Memories of the book, 'barbarians at the gate'. Gone are the jets and takeovers:
the reason one going down can take the other with it is (or can be) to do with raw material supplies.
if both are getting say the left handed widgle pin from one supplier and that supplier is geared to providing both companies if one of the copmanies goes down you can wind up with the company that makes left handed widgle pins is now only selling half as many so it cant maintain production.
Once you cant get left handed widgle pins you can make cars until you get more widgle pins which can take time and while your doing that the cost of the remaining widgle pins goes up.
Customers dont car that the 08 version of the car had the cheaper easily obtained widgle pin in it and the 09 had the rare as rocking horse poo ones they only want to pay the existing list price for an existing style of vehicle.
so your stuck with having to buy expensive widgle pins and selling them in your vehicle at a loss.
picture that problem on a scale where every other little thing in the vehicle (or range of vehicles) fits into the catagory of that left handed widgle pin.
now thats a pretty simple version of why it can happen but I had it happen to me when the burger shop next door to my pizza shop shut, we were both buying our ingredients as a single bulk order from the local deli which worked well but once the burger shop shut I coudnt make the break over point for bulk orders of raw ingredients so for 5 weeks while the burger shop was redone into a yuppie burger joint I had to hold off all my casual's and park up 2 of the delivery vehicles.
I thought that with the burger shop gone was going to get me some huge profits. Apparently Burger eaters dont like pizza.
Dave is right. Sixty years ago (and earlier back to about 1914) Ford made just about everything that went into their cars except rubber and glass and semi finished things like wire and pipe. GM was a bit the same way, but not as extreme
Since then more and more parts have been bought from independent parts suppliers, partly as cars have got more complex, and as Dave says - if, for example, GM folds it is almost certain that several of the myriad of suppliers that supply both Ford and GM will fold - and a number of critical parts will cease to be available. And it will take time (and money) to set up alternative suppliers - and thanks to "just in time" the production lines will stop within a day or two of a single supplier ceasing operations. Whether even Ford could survive a stoppage like that in the current climate is doubtful; in fact even Toyota's US operation might fold as a result.
John
I wonder how much of the "Bail out" goes in over paying executives
If they go under the ripple effect will be far reaching,for every one production line worker there is 10 behind the scenes,the feeder factories make up a huge employment base for many small towns. Pat
All this is correct, however we are talking about GM who bought out the city electric trams and rail cars, then ripped them up to force commuters to buy cars. The same company who killed the EV in the 90's and introduced the hummer while doing so.
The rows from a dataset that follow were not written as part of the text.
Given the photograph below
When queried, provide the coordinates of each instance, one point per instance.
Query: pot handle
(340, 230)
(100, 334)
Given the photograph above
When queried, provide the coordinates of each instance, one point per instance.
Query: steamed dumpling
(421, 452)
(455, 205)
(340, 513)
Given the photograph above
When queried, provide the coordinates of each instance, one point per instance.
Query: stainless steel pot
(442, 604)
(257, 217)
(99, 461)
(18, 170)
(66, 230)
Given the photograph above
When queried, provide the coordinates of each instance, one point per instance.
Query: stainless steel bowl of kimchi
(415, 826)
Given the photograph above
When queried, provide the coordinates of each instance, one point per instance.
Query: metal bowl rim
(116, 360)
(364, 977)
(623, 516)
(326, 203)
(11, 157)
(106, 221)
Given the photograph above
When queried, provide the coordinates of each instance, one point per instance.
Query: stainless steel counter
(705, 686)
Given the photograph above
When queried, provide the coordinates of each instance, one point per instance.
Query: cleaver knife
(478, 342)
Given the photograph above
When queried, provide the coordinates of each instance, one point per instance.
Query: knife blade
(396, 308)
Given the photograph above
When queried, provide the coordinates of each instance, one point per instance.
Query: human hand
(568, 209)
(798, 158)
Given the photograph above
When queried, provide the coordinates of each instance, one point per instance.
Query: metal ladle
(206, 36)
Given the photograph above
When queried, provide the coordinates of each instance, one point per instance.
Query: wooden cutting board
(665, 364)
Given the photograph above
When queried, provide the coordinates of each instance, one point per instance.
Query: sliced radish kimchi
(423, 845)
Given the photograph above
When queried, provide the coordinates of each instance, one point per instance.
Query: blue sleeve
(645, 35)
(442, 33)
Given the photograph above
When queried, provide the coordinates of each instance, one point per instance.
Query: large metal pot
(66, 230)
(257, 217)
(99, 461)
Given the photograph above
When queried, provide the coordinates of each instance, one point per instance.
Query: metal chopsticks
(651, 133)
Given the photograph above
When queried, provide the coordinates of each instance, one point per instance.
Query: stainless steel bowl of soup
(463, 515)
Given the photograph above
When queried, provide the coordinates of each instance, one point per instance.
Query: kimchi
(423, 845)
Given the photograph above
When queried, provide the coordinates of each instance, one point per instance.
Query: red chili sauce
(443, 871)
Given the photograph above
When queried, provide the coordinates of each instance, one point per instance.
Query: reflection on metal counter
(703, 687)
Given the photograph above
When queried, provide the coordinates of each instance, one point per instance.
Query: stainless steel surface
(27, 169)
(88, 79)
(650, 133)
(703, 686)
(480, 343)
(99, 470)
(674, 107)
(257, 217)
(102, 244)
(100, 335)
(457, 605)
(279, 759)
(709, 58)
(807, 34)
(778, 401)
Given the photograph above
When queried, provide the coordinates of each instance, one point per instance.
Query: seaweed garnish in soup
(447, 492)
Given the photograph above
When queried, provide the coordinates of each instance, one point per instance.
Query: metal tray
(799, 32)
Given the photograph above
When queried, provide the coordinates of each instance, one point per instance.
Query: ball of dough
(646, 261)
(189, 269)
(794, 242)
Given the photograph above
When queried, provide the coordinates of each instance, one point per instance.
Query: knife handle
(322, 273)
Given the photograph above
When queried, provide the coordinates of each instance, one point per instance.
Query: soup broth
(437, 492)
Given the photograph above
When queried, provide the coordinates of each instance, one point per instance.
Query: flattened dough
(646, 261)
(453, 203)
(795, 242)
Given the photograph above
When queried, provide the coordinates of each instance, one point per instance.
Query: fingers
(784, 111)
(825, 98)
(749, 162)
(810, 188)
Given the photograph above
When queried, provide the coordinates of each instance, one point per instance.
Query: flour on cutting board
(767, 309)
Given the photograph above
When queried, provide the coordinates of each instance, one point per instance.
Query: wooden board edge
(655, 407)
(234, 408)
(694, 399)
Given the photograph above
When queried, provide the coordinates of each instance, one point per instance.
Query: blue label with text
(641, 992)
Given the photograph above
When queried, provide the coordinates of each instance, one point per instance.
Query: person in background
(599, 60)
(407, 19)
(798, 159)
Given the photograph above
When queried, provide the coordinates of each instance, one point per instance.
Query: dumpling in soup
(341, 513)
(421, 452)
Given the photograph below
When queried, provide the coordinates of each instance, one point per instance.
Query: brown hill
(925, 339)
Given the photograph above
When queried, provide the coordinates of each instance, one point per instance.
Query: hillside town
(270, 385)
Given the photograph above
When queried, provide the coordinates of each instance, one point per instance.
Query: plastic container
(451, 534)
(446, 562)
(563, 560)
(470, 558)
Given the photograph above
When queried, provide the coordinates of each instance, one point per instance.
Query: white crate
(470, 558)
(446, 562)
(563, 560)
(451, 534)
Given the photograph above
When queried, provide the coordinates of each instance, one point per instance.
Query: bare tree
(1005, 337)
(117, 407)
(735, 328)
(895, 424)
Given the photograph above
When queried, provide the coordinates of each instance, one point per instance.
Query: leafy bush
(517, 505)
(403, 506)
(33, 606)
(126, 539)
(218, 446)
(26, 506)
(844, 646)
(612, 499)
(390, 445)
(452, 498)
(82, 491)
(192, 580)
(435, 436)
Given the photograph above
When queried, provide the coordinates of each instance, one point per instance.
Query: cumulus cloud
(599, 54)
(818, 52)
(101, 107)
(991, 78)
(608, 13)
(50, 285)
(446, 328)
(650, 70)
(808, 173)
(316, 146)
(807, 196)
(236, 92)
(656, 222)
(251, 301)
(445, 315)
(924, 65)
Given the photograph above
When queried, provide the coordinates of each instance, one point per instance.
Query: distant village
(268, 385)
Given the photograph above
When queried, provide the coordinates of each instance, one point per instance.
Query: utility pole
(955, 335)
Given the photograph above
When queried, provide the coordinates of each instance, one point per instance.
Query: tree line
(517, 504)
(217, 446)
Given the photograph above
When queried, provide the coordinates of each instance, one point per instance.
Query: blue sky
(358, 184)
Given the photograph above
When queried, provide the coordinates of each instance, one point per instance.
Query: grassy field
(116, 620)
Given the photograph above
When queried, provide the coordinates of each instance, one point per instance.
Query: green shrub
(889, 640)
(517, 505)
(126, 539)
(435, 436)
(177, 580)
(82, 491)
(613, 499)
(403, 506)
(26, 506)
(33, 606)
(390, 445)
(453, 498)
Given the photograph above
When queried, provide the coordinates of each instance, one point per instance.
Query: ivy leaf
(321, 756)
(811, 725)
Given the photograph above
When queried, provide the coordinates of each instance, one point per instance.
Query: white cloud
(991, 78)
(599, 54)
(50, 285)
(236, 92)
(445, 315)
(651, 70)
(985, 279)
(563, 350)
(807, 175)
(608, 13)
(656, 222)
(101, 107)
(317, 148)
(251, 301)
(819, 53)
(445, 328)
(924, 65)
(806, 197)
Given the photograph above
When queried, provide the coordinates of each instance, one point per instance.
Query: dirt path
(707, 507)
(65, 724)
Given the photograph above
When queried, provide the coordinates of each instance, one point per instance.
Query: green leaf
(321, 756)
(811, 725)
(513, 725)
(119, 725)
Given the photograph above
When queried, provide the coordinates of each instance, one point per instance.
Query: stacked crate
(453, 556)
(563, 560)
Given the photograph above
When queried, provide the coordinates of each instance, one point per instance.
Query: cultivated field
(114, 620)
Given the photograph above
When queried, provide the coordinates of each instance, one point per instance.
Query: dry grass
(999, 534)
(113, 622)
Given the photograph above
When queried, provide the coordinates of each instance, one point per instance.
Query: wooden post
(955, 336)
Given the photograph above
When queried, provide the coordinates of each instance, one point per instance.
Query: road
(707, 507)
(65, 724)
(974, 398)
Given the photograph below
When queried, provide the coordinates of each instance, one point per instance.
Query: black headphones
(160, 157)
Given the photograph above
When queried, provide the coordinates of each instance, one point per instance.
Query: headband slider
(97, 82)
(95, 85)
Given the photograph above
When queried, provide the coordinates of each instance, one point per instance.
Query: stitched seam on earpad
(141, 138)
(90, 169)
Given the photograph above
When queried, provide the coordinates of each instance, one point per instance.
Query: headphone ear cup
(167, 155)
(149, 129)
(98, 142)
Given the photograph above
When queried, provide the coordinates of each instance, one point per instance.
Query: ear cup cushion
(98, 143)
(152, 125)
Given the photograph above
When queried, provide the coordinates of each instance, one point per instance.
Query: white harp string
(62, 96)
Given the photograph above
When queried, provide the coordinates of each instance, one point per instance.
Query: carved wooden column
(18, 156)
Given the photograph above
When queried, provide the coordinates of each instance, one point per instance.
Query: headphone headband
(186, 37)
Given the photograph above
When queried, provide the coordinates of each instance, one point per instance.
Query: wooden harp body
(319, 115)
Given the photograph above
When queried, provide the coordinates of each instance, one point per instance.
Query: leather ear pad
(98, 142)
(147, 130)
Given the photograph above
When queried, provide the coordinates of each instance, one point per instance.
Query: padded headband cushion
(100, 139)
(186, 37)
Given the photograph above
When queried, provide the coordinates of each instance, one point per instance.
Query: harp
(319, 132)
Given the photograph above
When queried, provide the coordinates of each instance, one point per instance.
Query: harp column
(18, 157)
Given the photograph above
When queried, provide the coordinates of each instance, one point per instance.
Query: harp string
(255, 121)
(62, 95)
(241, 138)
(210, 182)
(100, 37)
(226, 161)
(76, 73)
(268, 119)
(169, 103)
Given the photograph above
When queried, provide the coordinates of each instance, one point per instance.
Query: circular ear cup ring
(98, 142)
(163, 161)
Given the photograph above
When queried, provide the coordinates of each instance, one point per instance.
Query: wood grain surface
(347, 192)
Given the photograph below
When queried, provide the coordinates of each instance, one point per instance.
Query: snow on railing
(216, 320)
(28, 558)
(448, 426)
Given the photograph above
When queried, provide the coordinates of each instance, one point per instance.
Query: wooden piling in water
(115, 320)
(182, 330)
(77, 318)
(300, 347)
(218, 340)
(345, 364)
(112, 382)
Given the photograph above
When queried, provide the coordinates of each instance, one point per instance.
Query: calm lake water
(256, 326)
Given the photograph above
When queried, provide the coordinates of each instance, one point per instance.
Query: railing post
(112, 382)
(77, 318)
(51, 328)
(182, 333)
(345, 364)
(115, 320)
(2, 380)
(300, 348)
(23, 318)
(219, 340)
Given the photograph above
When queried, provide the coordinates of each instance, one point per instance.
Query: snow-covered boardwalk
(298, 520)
They also took the Californian EPA to court (along with many other car companies and the white house - read George bush) and successfully stopped the mandate forcing zero emission cars to be sold by all companies by 2000. This put electric technology and others behind 15 years in the middle of what looks to be human population killing environmental climate change.
Remember while toyota are banging on about how good their hybrid is, they didnt choose to make it, California forced them to make it. As California is the 7th biggest economy in the world they have power to make things happen in the world with help everyone else. Victoria was the first state in the world to legally force cars to have seat belts, we all know where that eneded, every car in the world with seatbelts. It was American government which forced airbags.
Near 2000 I was keenly following all the amazing technology coming about with excitement including ford with the electric "think" car, BMW had a small 1 series type elec, holden obviously had the ground breaking EV1 (see the movie who killed the elec car for an overview) hydrogen (which I dont believe in) was around the corner, 100% ethanol engines, hybrids were coming from everyone, and the world seemed to be going somewhere, but then,,,, as the EPA lost in court all this stuff went away virtually overnight. Only toyota and honda did something with their developed technology and the boss GM (bob lutz still leads gm today and is now behind the chevy volt pure elec car) at the time announced a v16 and said hybrids were a bad business case.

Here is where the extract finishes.